John 1: 1 - In the beginning was the Word, and the Word was with God, and the Word was God.


Spread out on the floor in front of us, contained within these national and regional newspapers are thousands, possibly millions, of words. There are also lots of pictures and cartoons and diagrams, but mostly there are words: newspapers & magazines are Word - machines, engines of communication, because they are written and printed to inform us, to educate us and to entertain us.

Today we are celebrating harvest festival, and in particular the harvest of the printed word, especially the produce of the newspaper and magazine industry. And where better to celebrate that harvest than here in St Bride's, the journalists' church, cathedral of the printed word - the parish in which Caxton's assistant Wynkyn de Worde first set up his printing press in 1500. He died in 1535 a wealthy man, and was buried here at St Bride's: we have his bones in the crypt. And since that time there has bee a special connection between this church and the craft of printing and later newspaper-making.

As early as 1620 Francis Bacon the philosopher pointed out that three inventions had reshaped the world as he knew it, namely gunpowder, the magnet & printing. Gunpowder altered the way wars were fought; the magnet allowed compass navigation to transform land and especially sea travel; and the invention of printing made it possible for ideas to sweep across Europe and the oceans of the world, bringing huge changes to society in their wake.

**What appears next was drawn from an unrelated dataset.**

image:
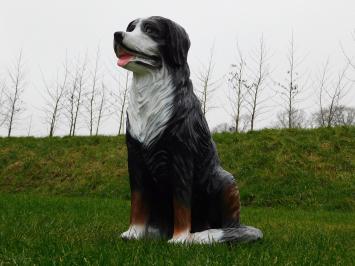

In the early middle-ages literacy was the preserve of the clergy but by the 15th century reading & writing was spreading fast. With the development of printing, works available only to a clerical elite were now available to a wider readership. Books of learning were produced - pre-eminently the Bible. It is a nice coincidence that today in the church's lectionary we remember William Tyndale, the 16th century scholar who first translated the Bible into English. But, as well as books, newssheets relayed the news of battles, disasters, triumphs, political intrigues and court propaganda - much as newspapers do today. Later radical pamphlets & handbills originated from this area, the first daily newspaper the Daily Courant was produced in 1702, the Daily Universal Register renamed the Times, in 1788, Sunday newspaper followed of which one of the earliest was the News of the World launched in 1843; the latter part of the 19th century saw the rise of the newspaper barons and dynasties - the Northcliffes, Beaverbrooks, the Berry's, Lord Thomson, and now of course Lord Rothermere and Rupert Murdoch; we've experienced the exodus of the newspaper presses from Fleet Street in the mid 80's to the four corners of London, until we reach today with our myriad regional titles, and 21 national and Sunday titles, all spread out before you on the church floor - a rich and varied harvest indeed.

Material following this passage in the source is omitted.